Je sentais que le succès de l'entreprise était dans mes mains: l'instant avait un sens obscur qu'il fallait dégrossir et parfaire: certains gestes devaient être faits, certaines paroles dites: j'étais accablé sous le poids de ma responsabilité, j'écarquillais les yeux et je ne voyais rien, je me débattais au milieu de rites qu'Anny inventait sur le moment et je les déchirais de mes grands bras comme des toiles d'araignées. À ces moments-là elle me haïssait.

Certainement, j'irai la voir. Je l'estime et je l'aime encore de tout mon cœur. Je souhaite qu'un autre ait eu plus de chance et plus d'habileté au jeu des moments parfaits.

"Tes satanés cheveux gâchent tout, disait-elle. Que veux-tu qu'on fasse d'un homme roux?"
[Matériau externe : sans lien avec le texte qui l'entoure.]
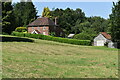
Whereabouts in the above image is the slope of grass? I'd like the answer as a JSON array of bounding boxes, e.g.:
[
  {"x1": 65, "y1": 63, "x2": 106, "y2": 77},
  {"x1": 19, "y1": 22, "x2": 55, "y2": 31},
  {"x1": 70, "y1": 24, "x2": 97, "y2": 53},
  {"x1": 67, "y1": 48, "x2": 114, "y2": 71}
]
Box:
[{"x1": 2, "y1": 35, "x2": 118, "y2": 78}]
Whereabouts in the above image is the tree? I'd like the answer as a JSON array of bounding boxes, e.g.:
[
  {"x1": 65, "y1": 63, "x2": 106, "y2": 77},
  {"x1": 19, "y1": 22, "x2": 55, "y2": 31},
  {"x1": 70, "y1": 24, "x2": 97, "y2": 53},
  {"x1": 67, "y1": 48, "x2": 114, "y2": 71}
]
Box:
[
  {"x1": 110, "y1": 1, "x2": 120, "y2": 44},
  {"x1": 14, "y1": 1, "x2": 25, "y2": 27},
  {"x1": 2, "y1": 2, "x2": 15, "y2": 34},
  {"x1": 42, "y1": 7, "x2": 51, "y2": 18}
]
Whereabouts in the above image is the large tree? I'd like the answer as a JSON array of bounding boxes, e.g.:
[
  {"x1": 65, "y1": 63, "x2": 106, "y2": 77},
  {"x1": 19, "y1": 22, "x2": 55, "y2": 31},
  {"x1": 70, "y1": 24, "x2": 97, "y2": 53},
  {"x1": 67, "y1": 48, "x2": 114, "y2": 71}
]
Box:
[
  {"x1": 2, "y1": 2, "x2": 15, "y2": 34},
  {"x1": 14, "y1": 0, "x2": 37, "y2": 26},
  {"x1": 110, "y1": 1, "x2": 120, "y2": 43},
  {"x1": 42, "y1": 7, "x2": 51, "y2": 18}
]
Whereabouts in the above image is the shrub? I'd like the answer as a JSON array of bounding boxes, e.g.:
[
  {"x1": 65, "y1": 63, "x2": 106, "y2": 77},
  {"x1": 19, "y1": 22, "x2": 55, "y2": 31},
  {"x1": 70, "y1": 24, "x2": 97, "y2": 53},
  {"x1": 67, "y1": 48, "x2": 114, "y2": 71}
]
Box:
[
  {"x1": 12, "y1": 31, "x2": 91, "y2": 45},
  {"x1": 15, "y1": 27, "x2": 27, "y2": 32}
]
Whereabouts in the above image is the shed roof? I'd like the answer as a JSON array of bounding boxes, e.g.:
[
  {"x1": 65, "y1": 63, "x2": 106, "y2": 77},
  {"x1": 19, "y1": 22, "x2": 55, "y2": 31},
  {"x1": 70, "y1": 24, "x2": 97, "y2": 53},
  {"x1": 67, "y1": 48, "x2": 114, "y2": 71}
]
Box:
[
  {"x1": 28, "y1": 17, "x2": 55, "y2": 26},
  {"x1": 101, "y1": 32, "x2": 111, "y2": 39}
]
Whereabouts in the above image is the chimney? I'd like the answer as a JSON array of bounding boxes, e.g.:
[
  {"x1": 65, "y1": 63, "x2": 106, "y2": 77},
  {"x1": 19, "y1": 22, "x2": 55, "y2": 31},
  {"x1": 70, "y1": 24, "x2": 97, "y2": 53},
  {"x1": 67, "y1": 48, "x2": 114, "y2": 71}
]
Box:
[{"x1": 55, "y1": 17, "x2": 57, "y2": 25}]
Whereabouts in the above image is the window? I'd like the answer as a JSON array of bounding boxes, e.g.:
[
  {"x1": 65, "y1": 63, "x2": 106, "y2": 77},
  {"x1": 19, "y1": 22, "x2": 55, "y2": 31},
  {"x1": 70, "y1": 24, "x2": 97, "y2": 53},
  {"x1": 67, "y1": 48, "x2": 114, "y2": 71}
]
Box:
[
  {"x1": 43, "y1": 32, "x2": 46, "y2": 35},
  {"x1": 37, "y1": 27, "x2": 40, "y2": 30},
  {"x1": 32, "y1": 27, "x2": 34, "y2": 30}
]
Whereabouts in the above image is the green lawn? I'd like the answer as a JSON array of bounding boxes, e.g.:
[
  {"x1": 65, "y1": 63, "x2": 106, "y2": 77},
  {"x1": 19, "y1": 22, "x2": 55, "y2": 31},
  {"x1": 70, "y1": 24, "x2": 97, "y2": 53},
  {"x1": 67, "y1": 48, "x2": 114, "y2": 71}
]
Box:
[{"x1": 2, "y1": 35, "x2": 118, "y2": 78}]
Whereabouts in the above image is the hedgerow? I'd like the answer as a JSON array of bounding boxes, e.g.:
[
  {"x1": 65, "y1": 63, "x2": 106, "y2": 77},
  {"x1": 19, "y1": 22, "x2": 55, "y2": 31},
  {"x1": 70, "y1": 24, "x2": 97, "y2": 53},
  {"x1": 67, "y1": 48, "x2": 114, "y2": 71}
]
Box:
[{"x1": 11, "y1": 31, "x2": 91, "y2": 46}]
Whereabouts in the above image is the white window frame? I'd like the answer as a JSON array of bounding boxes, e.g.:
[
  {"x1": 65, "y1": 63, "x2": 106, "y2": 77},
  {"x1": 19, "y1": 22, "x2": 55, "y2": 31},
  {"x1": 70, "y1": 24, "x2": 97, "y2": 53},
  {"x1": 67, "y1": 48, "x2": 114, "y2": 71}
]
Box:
[{"x1": 43, "y1": 26, "x2": 46, "y2": 30}]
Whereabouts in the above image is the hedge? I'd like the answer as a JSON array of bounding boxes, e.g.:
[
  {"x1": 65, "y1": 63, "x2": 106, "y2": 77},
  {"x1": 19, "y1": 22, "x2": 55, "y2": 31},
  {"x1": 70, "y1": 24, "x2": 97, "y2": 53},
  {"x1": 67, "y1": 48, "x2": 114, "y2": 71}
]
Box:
[{"x1": 11, "y1": 31, "x2": 91, "y2": 46}]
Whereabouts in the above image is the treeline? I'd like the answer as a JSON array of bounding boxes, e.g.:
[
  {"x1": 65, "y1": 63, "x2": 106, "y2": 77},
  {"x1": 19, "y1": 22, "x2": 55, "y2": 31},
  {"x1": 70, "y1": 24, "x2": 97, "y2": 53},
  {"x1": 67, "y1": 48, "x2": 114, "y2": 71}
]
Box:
[
  {"x1": 2, "y1": 0, "x2": 120, "y2": 46},
  {"x1": 42, "y1": 7, "x2": 110, "y2": 40},
  {"x1": 2, "y1": 0, "x2": 37, "y2": 34}
]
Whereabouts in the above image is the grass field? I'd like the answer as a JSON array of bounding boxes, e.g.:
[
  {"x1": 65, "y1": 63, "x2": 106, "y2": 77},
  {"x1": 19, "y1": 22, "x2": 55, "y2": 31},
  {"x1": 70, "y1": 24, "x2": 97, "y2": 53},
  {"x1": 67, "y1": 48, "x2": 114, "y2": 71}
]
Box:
[{"x1": 2, "y1": 35, "x2": 118, "y2": 78}]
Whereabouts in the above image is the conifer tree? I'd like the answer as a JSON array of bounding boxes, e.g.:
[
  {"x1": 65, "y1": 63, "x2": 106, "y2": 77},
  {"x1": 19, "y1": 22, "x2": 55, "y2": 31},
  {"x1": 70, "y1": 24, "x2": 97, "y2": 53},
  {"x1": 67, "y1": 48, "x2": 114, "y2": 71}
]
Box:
[
  {"x1": 2, "y1": 2, "x2": 15, "y2": 34},
  {"x1": 110, "y1": 1, "x2": 120, "y2": 46}
]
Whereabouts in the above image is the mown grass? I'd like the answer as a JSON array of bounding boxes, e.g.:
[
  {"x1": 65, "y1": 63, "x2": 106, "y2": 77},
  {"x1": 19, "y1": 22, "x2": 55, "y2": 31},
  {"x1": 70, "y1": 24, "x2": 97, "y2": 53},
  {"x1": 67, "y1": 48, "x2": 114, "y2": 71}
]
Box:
[{"x1": 2, "y1": 35, "x2": 118, "y2": 78}]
Elle souriait. J'ai perdu d'abord le souvenir de ses yeux, puis celui de son long corps. J'ai retenu, le plus longtemps que j'ai pu, son sourire et puis, il y a trois ans, je l'ai perdu aussi. Tout à l'heure, brusquement, comme je prenais la lettre des mains de la patronne, il est revenu; j'ai cru voir Anny qui souriait. J'essaie de le rappeler encore: j'ai besoin de sentir toute la tendresse qu'Anny m'inspire; elle est là, cette tendresse, elle est tout proche, elle ne demande qu'à naître. Mais le sourire ne revient point: c'est fini. Je reste vide et sec.

Un homme est entré, frileusement.

"Messieurs dames, bonjour."

Il s'assied, sans quitter son pardessus verdi. Il frotte l'une contre l'autre ses longues mains en enchevêtrant ses doigts.
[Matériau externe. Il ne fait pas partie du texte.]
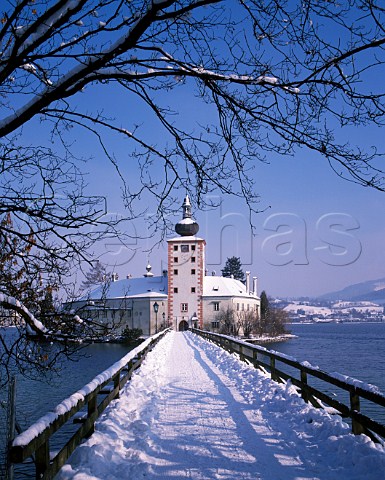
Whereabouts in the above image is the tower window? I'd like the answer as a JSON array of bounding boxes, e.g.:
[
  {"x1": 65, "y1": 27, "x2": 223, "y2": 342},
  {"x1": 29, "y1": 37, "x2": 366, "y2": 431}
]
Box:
[{"x1": 180, "y1": 303, "x2": 188, "y2": 312}]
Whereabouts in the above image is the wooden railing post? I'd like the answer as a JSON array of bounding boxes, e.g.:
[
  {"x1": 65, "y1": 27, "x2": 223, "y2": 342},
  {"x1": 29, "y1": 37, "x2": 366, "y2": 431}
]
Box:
[
  {"x1": 350, "y1": 389, "x2": 365, "y2": 435},
  {"x1": 253, "y1": 350, "x2": 259, "y2": 368},
  {"x1": 35, "y1": 437, "x2": 50, "y2": 479},
  {"x1": 270, "y1": 357, "x2": 279, "y2": 382},
  {"x1": 301, "y1": 369, "x2": 309, "y2": 403},
  {"x1": 113, "y1": 372, "x2": 120, "y2": 398},
  {"x1": 87, "y1": 395, "x2": 98, "y2": 437}
]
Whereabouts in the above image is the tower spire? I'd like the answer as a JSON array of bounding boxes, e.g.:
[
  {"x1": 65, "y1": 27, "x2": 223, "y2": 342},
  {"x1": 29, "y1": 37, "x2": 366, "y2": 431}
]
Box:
[{"x1": 175, "y1": 194, "x2": 199, "y2": 237}]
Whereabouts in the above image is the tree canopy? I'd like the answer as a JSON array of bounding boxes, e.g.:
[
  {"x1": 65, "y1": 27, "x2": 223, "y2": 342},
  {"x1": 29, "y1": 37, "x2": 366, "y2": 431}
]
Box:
[
  {"x1": 0, "y1": 0, "x2": 385, "y2": 272},
  {"x1": 222, "y1": 257, "x2": 246, "y2": 283}
]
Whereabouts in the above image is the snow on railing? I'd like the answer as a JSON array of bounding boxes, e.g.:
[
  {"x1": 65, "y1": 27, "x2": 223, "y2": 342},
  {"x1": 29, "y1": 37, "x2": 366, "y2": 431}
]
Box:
[
  {"x1": 9, "y1": 329, "x2": 169, "y2": 478},
  {"x1": 192, "y1": 329, "x2": 385, "y2": 442}
]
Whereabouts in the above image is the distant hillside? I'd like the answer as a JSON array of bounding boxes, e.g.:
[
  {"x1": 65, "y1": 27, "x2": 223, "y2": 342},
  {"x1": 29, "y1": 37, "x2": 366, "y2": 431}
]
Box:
[{"x1": 319, "y1": 278, "x2": 385, "y2": 304}]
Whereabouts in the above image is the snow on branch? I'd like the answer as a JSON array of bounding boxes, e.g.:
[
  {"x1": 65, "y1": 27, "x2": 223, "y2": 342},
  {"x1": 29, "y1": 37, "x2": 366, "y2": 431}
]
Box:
[{"x1": 0, "y1": 293, "x2": 48, "y2": 335}]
"Qu'est-ce que je vais vous servir?"

Il sursauta, les yeux inquiets:

"Eh? Vous me donnerez un Byrrh à l'eau."

La bonne ne bouge pas. Son visage, dans la glace, a l'air de dormir. En fait, ses yeux sont ouverts, mais ce ne sont que des fentes. Elle est comme ça, elle ne se presse pas de servir les clients, elle prend toujours un moment pour rêver sur leurs commandes. Elle doit penser à la bouteille qu'elle va prendre au-dessus du comptoir, à l'étiquette blanche avec des lettres rouges, à l'épais sirop noir qu'elle va verser: c'est un peu comme si elle buvait elle-même.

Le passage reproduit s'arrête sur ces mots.